Have recent below average temperatures adversely affected corn growth and yield potential? No, corn actually yields best with moderate temperatures (and adequate soil moisture). Temperatures that occur in Ohio in July and August (especially at night) are often warmer than optimum for corn. The ideal daytime temperatures for corn are about 80 to 86 degrees F (and higher if moisture is plentiful at all times). Although some believe that corn grows best when nights are hot, past research shows that warm temperatures adversely affect yield potential. While temperatures in the 40’s may impair photosynthesis, high night temperatures (in the 70s or 80s) result in wasteful respiration and a lower amount of dry matter accumulation in plants. With high night temperatures, more of the sugars produced by photosynthesis during the day are lost; less is available to fill developing kernels, thereby lowering potential grain yield. Research conducted at the University of the Illinois indicated that corn grown at night temperatures in the mid - 60s outyielded corn grown at temperatures in the mid- 80s. High night time temperatures result in faster heat unit (GDD) accumulation that can lead to earlier corn maturation, whereas cool night temperatures result in slower GDD accumulation that can lengthen grain filling and promote greater dry matter accumulation and grain yields. Cool temperatures may also slow the development of foliar diseases and insect problems.

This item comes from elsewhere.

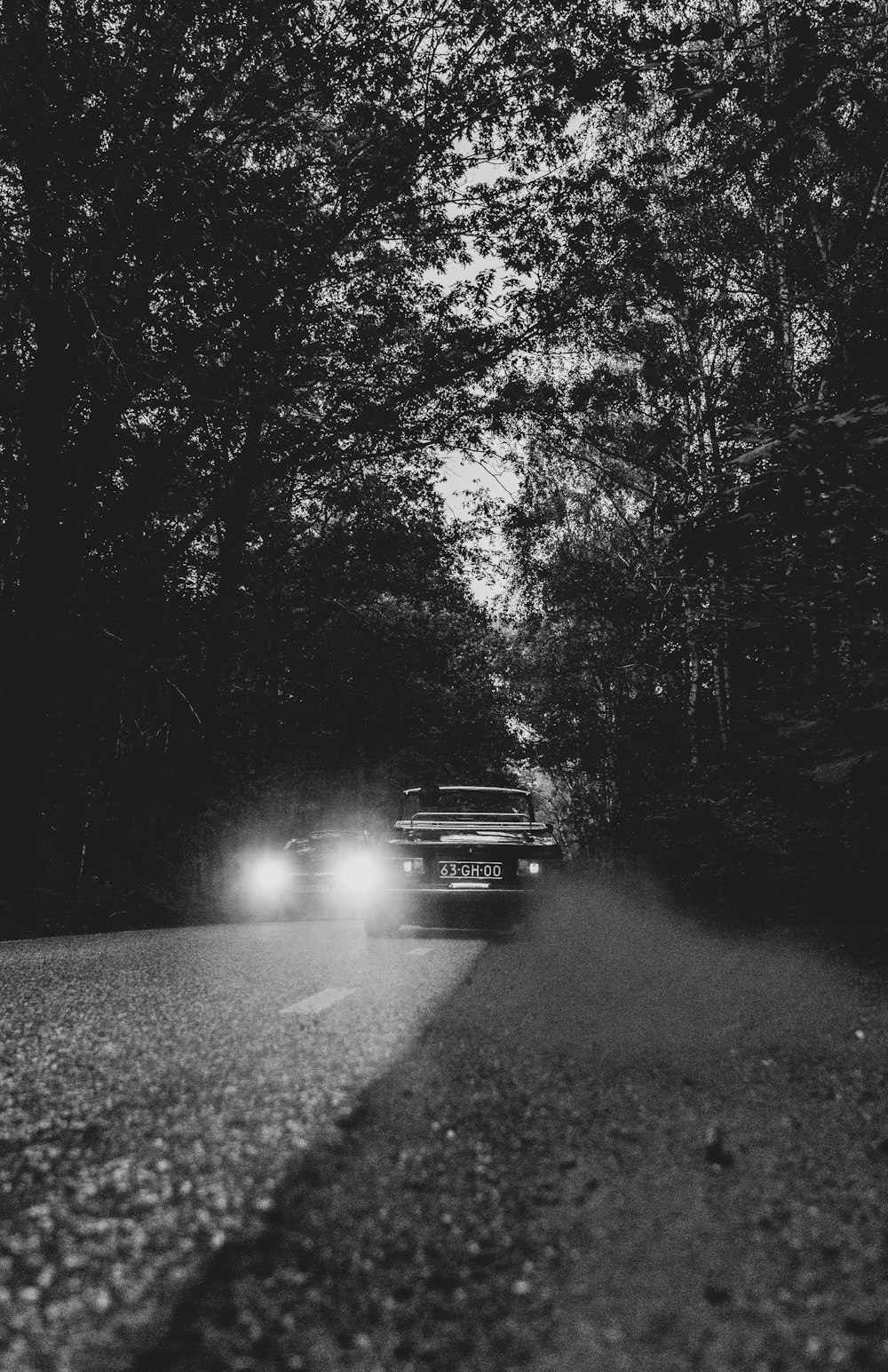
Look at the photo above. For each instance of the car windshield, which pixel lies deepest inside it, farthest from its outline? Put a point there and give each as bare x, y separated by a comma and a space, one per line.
465, 800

Average corn yields are generally much higher with irrigation in western states, which have low humidity and limited rainfall. While these areas are characterized by hot sunny days, night temperatures are often cooler than in the Eastern Corn Belt.  Low night temperatures during grain fill are associated with some of our highest corn yields in Ohio – 143, 158, and 174 bu/A in 1992, 2004, and 2009, respectively.

So what’s the “downside” to these lower than average temperatures? Cooler temperatures (if they continue) could delay grain harvest and result in higher grain moisture.  Growers may want to consider this possibility when they estimate fuel costs for drying grain. Moreover, the cool, wet growing season of 2009 was associated with ear rots and mycotoxins. The corn harvest in 2009 was delayed by frequent rains which allowed molds to grow resulting in major mycotoxin problems for many farmers.